Étienne Wolff (« Fulgentiana », p. 431-443), dont on annonce la publication prochaine aux Belles-Lettres d’une traduction commentée de l’Expositio Virgilianae continentiae du mythographe Fulgence, propose quelques observations sur l’interprétation allégorique de l’Énéide qui est l’objet de ce texte. Sur le problème du lien entre le Mythographe et Fulgence de Ruspe — que l’ auteur est prêt à accepter —, voir G. Hays, « The Date and Identity of the Mythographer Fulgentius », Journal of Medieval Latin, 13, 2003, p. 163-252 (contre), et A. Isola, « Sul problema dei due Fulgenzii : un contributo della Vita Fulgentii », Auctores Nostri, 1, 2004, p. 103-117 (pour). Sur la question de l’allégorie, on se reportera aux communications rassemblées dans Allégorie des poètes. Allégorie des philosophes. Études sur la poétique et l’herméneutique de l’allégorie de l’Antiquité à la Réforme. Table ronde internationale de l’Institut des traditions textuelles (Fédération de recherche 33 du CNRS), G. Dahan, R. Goulet éd., Paris 2005 (Textes et traditions 10).
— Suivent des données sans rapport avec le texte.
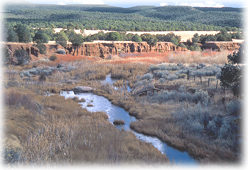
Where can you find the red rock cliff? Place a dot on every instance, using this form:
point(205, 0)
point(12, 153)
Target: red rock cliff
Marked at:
point(103, 49)
point(222, 45)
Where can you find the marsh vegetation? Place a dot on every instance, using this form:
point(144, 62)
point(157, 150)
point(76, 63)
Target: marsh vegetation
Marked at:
point(183, 104)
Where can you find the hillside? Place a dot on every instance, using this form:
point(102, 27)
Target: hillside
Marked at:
point(139, 18)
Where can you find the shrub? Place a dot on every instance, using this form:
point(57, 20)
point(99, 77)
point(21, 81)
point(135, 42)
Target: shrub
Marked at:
point(161, 74)
point(171, 77)
point(53, 58)
point(22, 56)
point(42, 77)
point(119, 122)
point(41, 47)
point(61, 51)
point(162, 80)
point(147, 76)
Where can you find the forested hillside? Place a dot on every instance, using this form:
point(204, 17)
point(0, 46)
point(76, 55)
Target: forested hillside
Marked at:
point(140, 18)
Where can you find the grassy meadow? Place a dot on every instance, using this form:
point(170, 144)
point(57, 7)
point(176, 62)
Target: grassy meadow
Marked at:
point(175, 96)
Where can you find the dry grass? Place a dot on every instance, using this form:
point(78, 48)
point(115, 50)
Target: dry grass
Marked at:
point(206, 57)
point(66, 133)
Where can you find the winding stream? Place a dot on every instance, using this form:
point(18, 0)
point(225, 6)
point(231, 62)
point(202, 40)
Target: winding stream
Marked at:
point(101, 103)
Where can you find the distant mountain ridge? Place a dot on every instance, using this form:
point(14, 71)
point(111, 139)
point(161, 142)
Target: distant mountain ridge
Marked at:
point(226, 16)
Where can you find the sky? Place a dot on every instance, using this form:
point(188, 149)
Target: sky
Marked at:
point(130, 3)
Giuseppe Zecchini (« Note sull’atteggiamento di Sulpicio Severo verso l’Impero Romano », p. 445-456) clôt cette riche moisson d’études, en reprenant une partie de sa contribution au volume Greek and Roman historiography in late antiquity : fourth to sixth century A. D., G. Marasco éd., Leyde 2003 (« Latin Historiography. Jerome, Orosius and the Western Chronicles », p. 317-345). Il met en valeur en particulier l’antipathie de Sulpice Sévère à l’égard d’Ambroise et la présence du thème de l’Antéchrist, sur lequel on pourra lire Cristian Badilita, Métamorphoses de l’Antichrist chez les Pères de L’Église, Paris 2005 (Théologie historique 116).

Michel-Yves Perrin, Rouen
myperrin@wanadoo.fr


[1] On trouvera sur le site électronique de l’Académie une courte notice biographique sur le récipiendaire de ces mélanges : http://aibl.fr/fr/membres/academ/callu.html

[2] Aux remarques de J. Fündling, dans Bryn Mawr Classical Review 2004. 10. 06, on ajoutera entre autres : p. 115 : lire « né entre 42/45 et 51/54 » et non « né entre 42/45 et 53/51 » ; p. 123 (texte grec) : lire « Theou » et non « Thou » ; p. 124 ss : quelques erreurs de transcodage du grec ; p. 199 n. 22 : lire « il ricordo ancora nel VI secolo » et non « nel IV secolo » ; p. 219 : lire « à partir du milieu du IVesiècle », et non «  du Ve siècle ».